Undercapitalization Can Be Cool

If you are crazy enough, that is. One of the leading reasons that new
businesses fail in the first few years of their start-up is due to
undercapitalization. Undercapitalization spawns from entrepreneurs often not
knowing what in the fiery furnace of paperclips sales they are doing or simply having cheap investors. This
often places the entrepreneur in the real fiery furnace of displeased creditors, expecting employees, and sometimes angry family members/business partners.

However, often it's overlooked what genius the proper utilization of
undercapitalization can be. Crazy talk? What if the marketing strategy is
"We're going to go into this mess without enough money to start."
Seems kind of... stupid... but think about it. The main reason for
undercapitalizing is the restriction of a low budget or stinginess among
owners' with their personal financing funds. But having little money happens.
And so does the tendency to penny-pinch for some individuals.

We've all heard of entrepreneurs who can make a dollar stretch a long way,
and the truth is, many companies waste a lot of money on unnecessary things.
For example, when two businessmen go on a trip to Alaska to meet with an important client,
they will stay in separate rooms. If you have the capital... awesome. But, if
you are being frugal, this is wasting funds. "But that's madness!!"
some people would proclaim.
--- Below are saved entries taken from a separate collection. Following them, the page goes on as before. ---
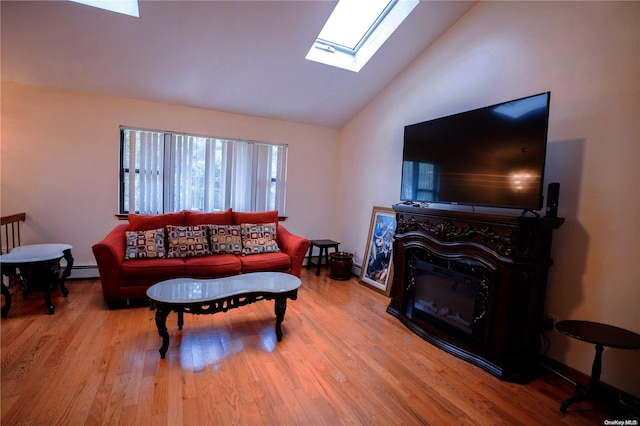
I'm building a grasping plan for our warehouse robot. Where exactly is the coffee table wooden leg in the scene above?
[156,304,171,359]
[275,298,287,342]
[60,250,73,297]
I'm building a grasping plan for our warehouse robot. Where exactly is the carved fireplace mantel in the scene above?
[387,204,564,383]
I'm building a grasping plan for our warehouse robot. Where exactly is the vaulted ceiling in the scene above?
[0,0,474,128]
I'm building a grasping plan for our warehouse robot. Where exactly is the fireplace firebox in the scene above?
[407,253,492,345]
[387,204,564,383]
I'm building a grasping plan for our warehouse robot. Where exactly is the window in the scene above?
[119,128,287,215]
[306,0,419,72]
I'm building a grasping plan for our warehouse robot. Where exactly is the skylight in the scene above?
[70,0,140,18]
[306,0,419,72]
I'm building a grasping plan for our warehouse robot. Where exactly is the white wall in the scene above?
[338,2,640,396]
[0,82,338,270]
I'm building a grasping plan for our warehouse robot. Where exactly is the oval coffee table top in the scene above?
[0,244,73,263]
[556,320,640,349]
[147,272,301,303]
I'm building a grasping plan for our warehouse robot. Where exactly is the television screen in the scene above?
[401,92,551,210]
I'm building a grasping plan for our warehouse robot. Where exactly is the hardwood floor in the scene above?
[1,270,613,426]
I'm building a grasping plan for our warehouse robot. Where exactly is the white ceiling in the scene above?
[0,0,474,128]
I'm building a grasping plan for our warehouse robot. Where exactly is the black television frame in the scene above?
[400,92,551,212]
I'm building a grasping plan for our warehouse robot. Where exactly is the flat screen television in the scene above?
[401,92,551,210]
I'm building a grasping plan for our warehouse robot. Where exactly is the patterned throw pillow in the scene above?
[240,223,280,255]
[124,228,166,259]
[209,225,242,254]
[167,225,211,257]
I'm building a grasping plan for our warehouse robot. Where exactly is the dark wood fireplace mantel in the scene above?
[387,204,564,383]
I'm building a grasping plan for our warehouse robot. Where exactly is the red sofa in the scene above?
[92,209,309,308]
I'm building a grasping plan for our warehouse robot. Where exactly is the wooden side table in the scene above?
[556,320,640,413]
[307,240,340,275]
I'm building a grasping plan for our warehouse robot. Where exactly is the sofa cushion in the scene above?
[185,254,241,278]
[167,225,211,257]
[124,228,166,259]
[239,252,291,273]
[209,225,242,254]
[120,259,184,280]
[233,210,278,225]
[240,223,280,255]
[184,209,233,226]
[129,211,184,231]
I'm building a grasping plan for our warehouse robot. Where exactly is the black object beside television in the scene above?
[401,92,551,210]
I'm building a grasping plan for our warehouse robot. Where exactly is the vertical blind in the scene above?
[120,128,287,214]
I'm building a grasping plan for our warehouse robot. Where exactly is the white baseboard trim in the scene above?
[69,265,100,280]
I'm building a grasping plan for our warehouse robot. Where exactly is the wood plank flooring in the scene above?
[0,270,613,426]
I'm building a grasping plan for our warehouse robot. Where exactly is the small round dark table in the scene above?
[556,320,640,413]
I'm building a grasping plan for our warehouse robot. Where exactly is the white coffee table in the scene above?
[147,272,301,358]
[0,244,73,318]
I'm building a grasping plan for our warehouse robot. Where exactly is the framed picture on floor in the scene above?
[360,207,396,296]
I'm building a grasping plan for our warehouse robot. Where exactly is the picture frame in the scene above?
[360,206,396,296]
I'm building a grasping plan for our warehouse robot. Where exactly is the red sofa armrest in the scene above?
[276,223,311,278]
[91,224,128,300]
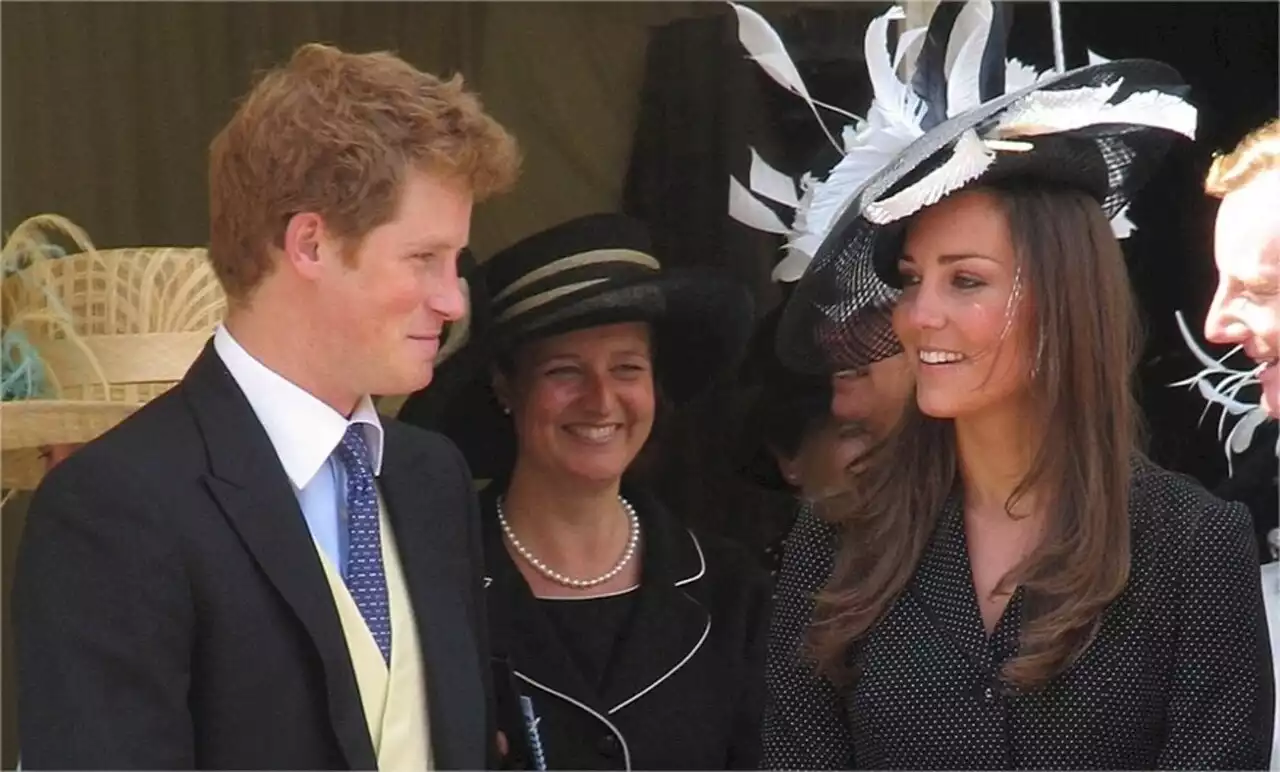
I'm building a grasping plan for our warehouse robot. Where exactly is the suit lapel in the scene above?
[600,497,710,714]
[183,343,376,769]
[484,495,607,714]
[378,420,489,769]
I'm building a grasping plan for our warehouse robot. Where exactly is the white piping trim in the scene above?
[534,584,640,600]
[676,531,707,588]
[609,611,712,716]
[511,670,631,772]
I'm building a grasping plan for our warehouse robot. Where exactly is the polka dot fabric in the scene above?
[764,461,1275,769]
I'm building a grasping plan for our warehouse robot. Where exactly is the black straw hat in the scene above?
[399,214,754,478]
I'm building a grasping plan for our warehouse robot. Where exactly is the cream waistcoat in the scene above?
[316,497,434,772]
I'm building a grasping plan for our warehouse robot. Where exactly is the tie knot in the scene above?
[338,424,372,474]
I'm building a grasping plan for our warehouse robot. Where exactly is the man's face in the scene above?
[316,172,472,404]
[1204,170,1280,417]
[831,355,911,442]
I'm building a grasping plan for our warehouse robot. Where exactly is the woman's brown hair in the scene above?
[810,182,1140,690]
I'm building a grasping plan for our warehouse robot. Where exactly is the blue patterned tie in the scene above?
[337,424,392,663]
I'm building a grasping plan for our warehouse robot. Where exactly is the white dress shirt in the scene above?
[214,324,383,577]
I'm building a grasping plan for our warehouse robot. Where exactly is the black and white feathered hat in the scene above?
[730,0,1196,373]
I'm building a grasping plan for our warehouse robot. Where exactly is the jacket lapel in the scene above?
[600,492,710,714]
[183,343,376,769]
[484,494,605,714]
[378,420,489,769]
[908,494,992,672]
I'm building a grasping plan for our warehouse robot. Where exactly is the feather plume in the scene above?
[911,3,964,131]
[750,147,800,209]
[730,3,809,99]
[893,27,929,72]
[1005,59,1048,93]
[946,0,993,118]
[769,247,813,283]
[863,129,996,225]
[728,177,787,233]
[993,79,1196,138]
[1111,206,1138,239]
[787,6,925,260]
[1170,311,1280,475]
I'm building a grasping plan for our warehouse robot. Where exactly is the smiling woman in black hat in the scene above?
[401,215,769,769]
[739,0,1274,769]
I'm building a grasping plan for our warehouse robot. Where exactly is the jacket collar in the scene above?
[182,344,489,769]
[481,488,710,716]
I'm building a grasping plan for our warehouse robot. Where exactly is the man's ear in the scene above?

Hey, rumor has it, Wal-mart does it. Okay, bad
example.

Sometimes companies will rent office space in the finest part of town
instead of in a moderately priced area. In addition to wasting funds on travel
expenses, companies will over spend on supplies, business cards, promotional
posters, advertising stickers when they could order online from a company like
Vistaprint.com and get thousands of cards under $15 in addition to other great
promotional products at a price that really puts a bang to the buck. When
entrepreneurs aren't in the know, these things can add up to thousands and can
be the tipping point in the first few years of business. Some companies even
still waste thousands in ad advertising and overlook the all-powerful Google
SEO marketing. Not to say print-ads are a dead-end, but to overlook Google (and
it's scary to say this) is almost suicide.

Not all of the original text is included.